# Coil Building Software?



## Neal (28/3/16)

Hello All,
Hope you are enjoying your Easter weekend. I recall seeing a piece of software when I was new to forum that enabled you to put in your gauge, wraps, I.D. etc. which would then give you an idea of Ohms the coil would be. I have done a search on forum but can't seem to find a reference. I was not building coils when I first came across it, but it would be very helpful on my hamfisted and noobish journey into the intricacies of getting a decent build. Thanks in advance and hopefully will be of assistance to some other members.


----------



## Ezekiel (28/3/16)

Hi @Neal. The best software IMO is actually a website:

www.steam-engine.org

Go to the coil-building tab (the paperclip icon) - everything you need is right there. You can look at the guide in my signature for explanation of the heat flux, surface area and heat capacity - three very useful properties for Kanthal and TC builds once you get the hang of things!

Ask if you have any trouble with the site! 

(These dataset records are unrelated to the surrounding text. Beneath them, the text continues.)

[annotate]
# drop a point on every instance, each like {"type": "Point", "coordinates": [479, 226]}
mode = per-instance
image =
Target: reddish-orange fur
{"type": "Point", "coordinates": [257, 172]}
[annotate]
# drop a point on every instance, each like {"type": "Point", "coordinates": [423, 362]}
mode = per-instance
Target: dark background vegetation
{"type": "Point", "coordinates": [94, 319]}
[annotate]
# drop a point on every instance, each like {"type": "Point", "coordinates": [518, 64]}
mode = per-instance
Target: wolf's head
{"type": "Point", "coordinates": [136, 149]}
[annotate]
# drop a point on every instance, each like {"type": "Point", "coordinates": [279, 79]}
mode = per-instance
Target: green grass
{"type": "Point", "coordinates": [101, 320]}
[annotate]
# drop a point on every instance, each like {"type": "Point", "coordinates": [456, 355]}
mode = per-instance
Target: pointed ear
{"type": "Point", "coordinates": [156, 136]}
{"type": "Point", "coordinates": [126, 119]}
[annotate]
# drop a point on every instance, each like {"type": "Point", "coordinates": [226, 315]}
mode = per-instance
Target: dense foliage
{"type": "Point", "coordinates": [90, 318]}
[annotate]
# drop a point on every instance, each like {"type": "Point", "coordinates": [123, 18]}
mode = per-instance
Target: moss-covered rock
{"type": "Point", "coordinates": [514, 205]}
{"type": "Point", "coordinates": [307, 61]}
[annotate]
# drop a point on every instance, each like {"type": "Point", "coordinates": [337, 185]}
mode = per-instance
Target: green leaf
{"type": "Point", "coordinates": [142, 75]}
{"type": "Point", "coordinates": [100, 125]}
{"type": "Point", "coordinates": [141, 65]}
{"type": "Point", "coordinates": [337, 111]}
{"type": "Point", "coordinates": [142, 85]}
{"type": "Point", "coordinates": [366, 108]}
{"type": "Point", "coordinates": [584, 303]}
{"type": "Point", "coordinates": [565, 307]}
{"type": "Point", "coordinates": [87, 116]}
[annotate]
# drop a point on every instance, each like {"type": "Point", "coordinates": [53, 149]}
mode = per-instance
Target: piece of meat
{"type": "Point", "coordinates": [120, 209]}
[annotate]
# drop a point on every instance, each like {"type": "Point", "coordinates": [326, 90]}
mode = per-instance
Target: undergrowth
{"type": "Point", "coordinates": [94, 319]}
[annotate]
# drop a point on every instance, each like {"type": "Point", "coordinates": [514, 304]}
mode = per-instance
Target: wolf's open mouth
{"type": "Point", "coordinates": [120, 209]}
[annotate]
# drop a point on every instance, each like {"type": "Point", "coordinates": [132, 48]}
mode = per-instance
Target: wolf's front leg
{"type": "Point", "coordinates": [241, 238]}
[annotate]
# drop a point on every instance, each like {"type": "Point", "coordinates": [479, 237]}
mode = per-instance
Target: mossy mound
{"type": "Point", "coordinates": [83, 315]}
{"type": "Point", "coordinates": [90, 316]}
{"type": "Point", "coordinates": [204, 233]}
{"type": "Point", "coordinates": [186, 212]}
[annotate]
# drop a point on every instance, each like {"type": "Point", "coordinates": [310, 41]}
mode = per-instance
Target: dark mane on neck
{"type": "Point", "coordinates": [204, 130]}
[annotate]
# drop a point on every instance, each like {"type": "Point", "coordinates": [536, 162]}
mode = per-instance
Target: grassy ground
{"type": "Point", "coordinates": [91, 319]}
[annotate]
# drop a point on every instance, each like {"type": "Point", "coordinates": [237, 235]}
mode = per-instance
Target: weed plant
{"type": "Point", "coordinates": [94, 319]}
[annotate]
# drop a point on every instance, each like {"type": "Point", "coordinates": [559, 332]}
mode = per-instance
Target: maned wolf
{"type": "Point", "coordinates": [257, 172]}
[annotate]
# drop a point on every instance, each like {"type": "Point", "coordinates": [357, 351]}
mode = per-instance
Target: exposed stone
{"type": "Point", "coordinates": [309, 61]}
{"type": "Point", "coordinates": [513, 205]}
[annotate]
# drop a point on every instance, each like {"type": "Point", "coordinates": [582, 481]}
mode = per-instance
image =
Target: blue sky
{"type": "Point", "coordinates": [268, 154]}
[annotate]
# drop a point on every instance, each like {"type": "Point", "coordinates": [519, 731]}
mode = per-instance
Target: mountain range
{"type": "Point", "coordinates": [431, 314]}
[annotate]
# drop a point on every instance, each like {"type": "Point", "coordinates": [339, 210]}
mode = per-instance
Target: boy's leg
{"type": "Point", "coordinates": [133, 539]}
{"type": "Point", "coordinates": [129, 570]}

Sent from my SM-G920F using Tapatalk

Reactions: Like 1 | Thanks 1


----------



## KB_314 (28/3/16)

Are you looking for something that does not require an internet connection?
Most people use: http://www.steam-engine.org
If you have an iPhone or android, there is an app called Vape Boss which has an ohms law calculator, DIY juice calculator etc.

Reactions: Thanks 1


----------



## Greyz (28/3/16)

If on Android Check out "Vape Tool"
https://play.google.com/store/apps/details?id=com.stasbar.vape_tool

Sent from my SM-G920F using Tapatalk


----------



## hands (28/3/16)

http://vapingunderground.com/threads/lucbigjohn-desktop-calculator.1241/
i have been using this for a while and it works for my needs.


----------



## VapeSnow (28/3/16)

Best coil app imo you can get on IOS is MicroCoilPro.

Reactions: Agree 1


----------



## Dubz (28/3/16)

Microcoil Pro for me too.


----------